PH Domain-Arf G Protein Interactions Localize the Arf-GEF Steppke for Cleavage Furrow Regulation in Drosophila

Abstract

The recruitment of GDP/GTP exchange factors (GEFs) to specific subcellular sites dictates where they activate small G proteins for the regulation of various cellular processes. Cytohesins are a conserved family of plasma membrane GEFs for Arf small G proteins that regulate endocytosis. Analyses of mammalian cytohesins have identified a number of recruitment mechanisms for these multi-domain proteins, but the conservation and developmental roles for these mechanisms are unclear. Here, we report how the pleckstrin homology (PH) domain of the Drosophila cytohesin Steppke affects its localization and activity at cleavage furrows of the early embryo.
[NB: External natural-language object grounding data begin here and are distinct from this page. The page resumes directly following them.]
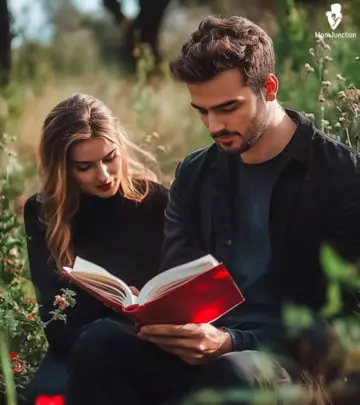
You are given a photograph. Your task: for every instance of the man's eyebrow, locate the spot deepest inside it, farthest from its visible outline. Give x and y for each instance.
(84, 161)
(219, 106)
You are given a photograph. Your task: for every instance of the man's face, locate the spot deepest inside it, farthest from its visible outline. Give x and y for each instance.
(235, 116)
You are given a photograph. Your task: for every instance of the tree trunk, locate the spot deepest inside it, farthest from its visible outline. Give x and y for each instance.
(144, 29)
(5, 43)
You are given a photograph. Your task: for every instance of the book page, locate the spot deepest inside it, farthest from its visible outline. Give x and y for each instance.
(175, 276)
(92, 274)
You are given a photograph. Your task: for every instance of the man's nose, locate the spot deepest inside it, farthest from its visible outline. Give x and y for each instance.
(103, 173)
(214, 124)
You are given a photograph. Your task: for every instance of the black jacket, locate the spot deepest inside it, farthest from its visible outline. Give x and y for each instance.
(120, 235)
(316, 199)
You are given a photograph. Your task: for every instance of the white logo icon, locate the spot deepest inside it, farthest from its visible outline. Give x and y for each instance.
(334, 15)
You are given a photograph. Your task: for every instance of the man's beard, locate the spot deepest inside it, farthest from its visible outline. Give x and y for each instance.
(253, 132)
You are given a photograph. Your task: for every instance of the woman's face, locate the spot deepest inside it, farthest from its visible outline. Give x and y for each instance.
(96, 166)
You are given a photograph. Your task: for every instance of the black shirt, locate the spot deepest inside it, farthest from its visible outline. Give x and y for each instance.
(120, 235)
(250, 265)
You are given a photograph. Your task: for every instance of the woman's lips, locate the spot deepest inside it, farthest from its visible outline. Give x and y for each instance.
(106, 186)
(225, 139)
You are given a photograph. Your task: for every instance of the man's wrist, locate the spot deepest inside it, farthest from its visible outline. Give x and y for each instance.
(226, 347)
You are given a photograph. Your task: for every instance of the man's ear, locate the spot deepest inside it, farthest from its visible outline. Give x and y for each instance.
(271, 86)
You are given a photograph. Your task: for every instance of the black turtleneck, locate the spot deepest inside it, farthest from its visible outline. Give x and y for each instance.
(120, 235)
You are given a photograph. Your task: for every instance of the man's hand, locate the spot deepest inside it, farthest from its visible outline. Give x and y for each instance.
(193, 343)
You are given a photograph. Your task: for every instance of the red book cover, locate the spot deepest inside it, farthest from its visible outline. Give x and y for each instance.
(202, 298)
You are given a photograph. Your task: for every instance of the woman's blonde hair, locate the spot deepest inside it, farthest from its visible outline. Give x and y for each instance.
(80, 117)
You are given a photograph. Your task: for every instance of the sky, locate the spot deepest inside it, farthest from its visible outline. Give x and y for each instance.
(32, 20)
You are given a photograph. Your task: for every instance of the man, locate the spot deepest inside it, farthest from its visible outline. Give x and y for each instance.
(262, 199)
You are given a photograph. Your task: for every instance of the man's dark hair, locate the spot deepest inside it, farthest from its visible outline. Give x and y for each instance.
(220, 44)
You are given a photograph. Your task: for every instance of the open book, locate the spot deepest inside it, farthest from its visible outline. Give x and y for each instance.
(199, 291)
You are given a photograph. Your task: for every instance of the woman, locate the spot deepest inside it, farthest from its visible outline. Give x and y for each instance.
(97, 202)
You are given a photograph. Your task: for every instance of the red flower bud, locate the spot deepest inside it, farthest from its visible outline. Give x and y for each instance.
(50, 400)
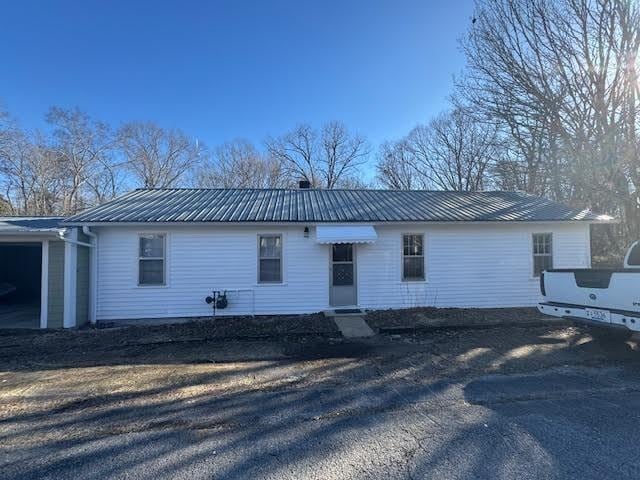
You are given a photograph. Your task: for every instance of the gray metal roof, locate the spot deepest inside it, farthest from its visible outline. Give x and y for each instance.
(29, 225)
(317, 206)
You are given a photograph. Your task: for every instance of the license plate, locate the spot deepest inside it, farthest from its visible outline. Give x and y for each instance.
(598, 315)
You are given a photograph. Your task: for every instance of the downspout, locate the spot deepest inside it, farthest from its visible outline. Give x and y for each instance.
(93, 274)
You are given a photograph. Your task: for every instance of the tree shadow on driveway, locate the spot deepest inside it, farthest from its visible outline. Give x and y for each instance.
(405, 407)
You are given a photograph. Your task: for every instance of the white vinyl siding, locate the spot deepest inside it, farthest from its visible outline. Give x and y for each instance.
(469, 265)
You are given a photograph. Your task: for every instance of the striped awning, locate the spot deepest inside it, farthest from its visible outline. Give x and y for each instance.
(346, 234)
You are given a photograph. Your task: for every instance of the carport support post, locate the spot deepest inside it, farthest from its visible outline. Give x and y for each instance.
(44, 285)
(70, 279)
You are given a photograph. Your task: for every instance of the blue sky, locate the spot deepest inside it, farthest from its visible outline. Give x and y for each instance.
(221, 70)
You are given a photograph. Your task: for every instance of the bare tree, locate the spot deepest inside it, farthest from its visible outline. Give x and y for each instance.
(86, 158)
(454, 151)
(239, 164)
(560, 77)
(324, 158)
(395, 168)
(156, 157)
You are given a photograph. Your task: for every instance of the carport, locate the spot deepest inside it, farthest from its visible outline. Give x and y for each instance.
(44, 274)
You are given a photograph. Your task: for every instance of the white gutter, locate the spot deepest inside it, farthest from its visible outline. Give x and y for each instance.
(93, 274)
(61, 235)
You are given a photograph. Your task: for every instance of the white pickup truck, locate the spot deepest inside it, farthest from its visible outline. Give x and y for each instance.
(608, 299)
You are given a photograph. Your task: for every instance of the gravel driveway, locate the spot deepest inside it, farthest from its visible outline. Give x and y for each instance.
(509, 402)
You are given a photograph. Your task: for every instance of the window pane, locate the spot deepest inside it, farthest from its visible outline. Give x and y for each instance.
(542, 243)
(152, 246)
(412, 245)
(343, 274)
(270, 247)
(342, 252)
(151, 272)
(413, 268)
(270, 270)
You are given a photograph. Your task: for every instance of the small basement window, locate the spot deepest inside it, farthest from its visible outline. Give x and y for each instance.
(542, 253)
(270, 259)
(151, 260)
(412, 258)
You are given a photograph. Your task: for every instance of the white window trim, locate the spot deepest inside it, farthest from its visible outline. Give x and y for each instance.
(164, 259)
(424, 278)
(263, 283)
(533, 254)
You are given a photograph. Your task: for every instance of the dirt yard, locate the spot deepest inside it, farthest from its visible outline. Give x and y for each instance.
(182, 402)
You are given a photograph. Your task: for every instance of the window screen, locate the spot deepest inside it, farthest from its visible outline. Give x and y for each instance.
(270, 259)
(412, 257)
(542, 253)
(151, 269)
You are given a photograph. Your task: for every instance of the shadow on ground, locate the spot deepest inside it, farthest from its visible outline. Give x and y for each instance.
(469, 404)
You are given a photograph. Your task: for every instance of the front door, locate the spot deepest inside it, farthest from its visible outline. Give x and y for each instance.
(343, 275)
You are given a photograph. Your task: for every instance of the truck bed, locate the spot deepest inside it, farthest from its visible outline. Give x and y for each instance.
(594, 295)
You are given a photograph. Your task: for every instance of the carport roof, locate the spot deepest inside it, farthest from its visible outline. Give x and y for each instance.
(30, 225)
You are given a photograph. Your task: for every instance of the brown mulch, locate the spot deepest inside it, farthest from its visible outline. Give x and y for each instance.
(429, 317)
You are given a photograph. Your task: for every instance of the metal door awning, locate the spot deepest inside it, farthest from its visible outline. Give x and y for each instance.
(346, 234)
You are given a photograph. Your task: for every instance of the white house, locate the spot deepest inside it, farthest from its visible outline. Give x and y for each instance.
(158, 253)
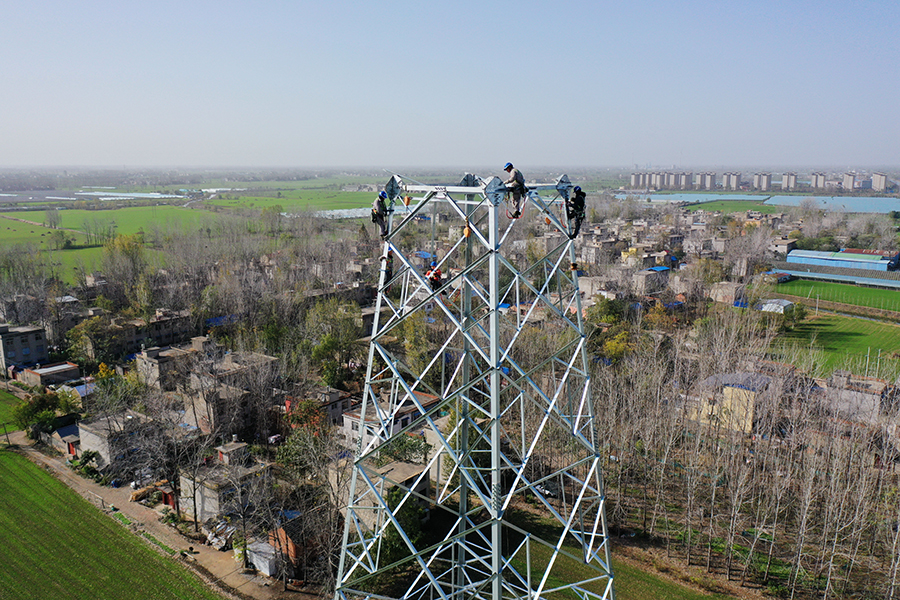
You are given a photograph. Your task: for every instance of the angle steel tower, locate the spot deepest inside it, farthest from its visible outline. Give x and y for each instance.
(487, 366)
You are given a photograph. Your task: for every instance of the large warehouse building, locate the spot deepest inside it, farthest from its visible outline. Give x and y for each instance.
(871, 260)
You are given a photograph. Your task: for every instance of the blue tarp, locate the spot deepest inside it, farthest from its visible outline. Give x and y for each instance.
(223, 320)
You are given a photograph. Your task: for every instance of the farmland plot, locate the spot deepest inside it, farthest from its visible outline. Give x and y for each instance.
(54, 544)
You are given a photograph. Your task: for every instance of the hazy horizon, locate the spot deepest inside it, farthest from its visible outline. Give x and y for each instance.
(244, 85)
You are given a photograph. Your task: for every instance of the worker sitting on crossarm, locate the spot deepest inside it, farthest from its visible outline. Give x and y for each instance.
(434, 276)
(515, 183)
(575, 210)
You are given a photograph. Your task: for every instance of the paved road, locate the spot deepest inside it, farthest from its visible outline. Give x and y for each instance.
(220, 565)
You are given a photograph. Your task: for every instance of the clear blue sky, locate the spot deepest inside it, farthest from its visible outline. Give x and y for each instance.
(336, 83)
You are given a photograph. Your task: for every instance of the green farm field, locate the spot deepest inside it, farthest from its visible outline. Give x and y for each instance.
(295, 200)
(57, 545)
(18, 233)
(842, 292)
(843, 342)
(128, 220)
(736, 206)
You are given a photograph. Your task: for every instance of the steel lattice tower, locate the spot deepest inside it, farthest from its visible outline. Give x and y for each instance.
(512, 423)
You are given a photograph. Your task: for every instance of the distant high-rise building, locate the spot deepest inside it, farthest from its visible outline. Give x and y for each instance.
(849, 182)
(817, 181)
(762, 181)
(788, 181)
(670, 180)
(731, 181)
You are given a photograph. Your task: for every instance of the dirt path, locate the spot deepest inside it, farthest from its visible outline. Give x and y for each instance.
(220, 567)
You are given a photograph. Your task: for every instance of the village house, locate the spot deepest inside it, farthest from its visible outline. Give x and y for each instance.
(23, 345)
(355, 426)
(115, 438)
(46, 375)
(217, 486)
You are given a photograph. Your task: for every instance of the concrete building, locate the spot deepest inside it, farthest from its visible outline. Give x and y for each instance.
(731, 181)
(849, 182)
(817, 181)
(762, 181)
(22, 346)
(731, 400)
(220, 485)
(706, 181)
(161, 368)
(788, 181)
(114, 438)
(651, 281)
(356, 426)
(50, 374)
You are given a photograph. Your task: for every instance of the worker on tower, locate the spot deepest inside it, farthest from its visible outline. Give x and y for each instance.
(379, 212)
(388, 265)
(575, 210)
(434, 276)
(515, 184)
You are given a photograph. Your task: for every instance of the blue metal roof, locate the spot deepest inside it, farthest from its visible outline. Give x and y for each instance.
(891, 283)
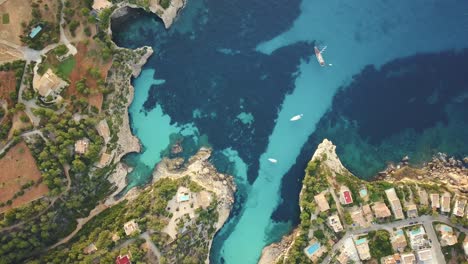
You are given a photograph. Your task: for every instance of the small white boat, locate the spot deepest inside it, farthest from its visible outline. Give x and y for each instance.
(318, 55)
(296, 117)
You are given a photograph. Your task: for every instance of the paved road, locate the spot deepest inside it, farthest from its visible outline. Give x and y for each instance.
(425, 220)
(20, 224)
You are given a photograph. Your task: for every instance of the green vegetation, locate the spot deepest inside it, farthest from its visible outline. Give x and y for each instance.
(66, 67)
(165, 3)
(5, 18)
(149, 211)
(379, 244)
(315, 181)
(49, 34)
(352, 183)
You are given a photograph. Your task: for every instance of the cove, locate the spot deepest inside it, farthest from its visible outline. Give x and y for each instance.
(238, 74)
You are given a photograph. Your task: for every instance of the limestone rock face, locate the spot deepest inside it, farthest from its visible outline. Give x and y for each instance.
(326, 151)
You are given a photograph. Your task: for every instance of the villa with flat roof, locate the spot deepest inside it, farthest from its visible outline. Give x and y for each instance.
(435, 200)
(48, 84)
(411, 210)
(459, 208)
(335, 223)
(183, 195)
(35, 31)
(367, 212)
(381, 210)
(131, 227)
(345, 195)
(423, 197)
(395, 203)
(314, 251)
(445, 201)
(398, 241)
(81, 146)
(465, 245)
(123, 259)
(425, 256)
(99, 5)
(358, 218)
(416, 237)
(363, 193)
(362, 247)
(322, 202)
(447, 236)
(408, 258)
(392, 259)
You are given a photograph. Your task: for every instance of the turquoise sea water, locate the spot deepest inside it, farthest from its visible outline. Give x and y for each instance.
(232, 77)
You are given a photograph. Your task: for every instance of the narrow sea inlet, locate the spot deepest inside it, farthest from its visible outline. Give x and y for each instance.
(231, 75)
We found that the PH domain is necessary for Steppke furrow localization, and for it to regulate furrow structure. However, the PH domain was not sufficient for the localization. Next, we examined the role of conserved PH domain amino acid residues that are required for mammalian cytohesins to bind PIP3 or GTP-bound Arf G proteins. We confirmed that the Steppke PH domain preferentially binds PIP3 in vitro through a conserved mechanism. However, disruption of residues for PIP3 binding had no apparent effect on GFP-Steppke localization and effects. Rather, residues for binding to GTP-bound Arf G proteins made major contributions to this Steppke localization and activity. By analyzing GFP-tagged Arf and Arf-like small G proteins, we found that Arf1-GFP, Arf6-GFP and Arl4-GFP, but not Arf4-GFP, localized to furrows. However, analyses of embryos depleted of Arf1, Arf6 or Arl4 revealed either earlier defects than occur in embryos depleted of Steppke, or no detectable furrow defects, possibly because of redundancies, and thus it was difficult to assess how individual Arf small G proteins affect Steppke. Nonetheless, our data show that the Steppke PH domain and its conserved residues for binding to GTP-bound Arf G proteins have substantial effects on Steppke localization and activity in early Drosophila embryos.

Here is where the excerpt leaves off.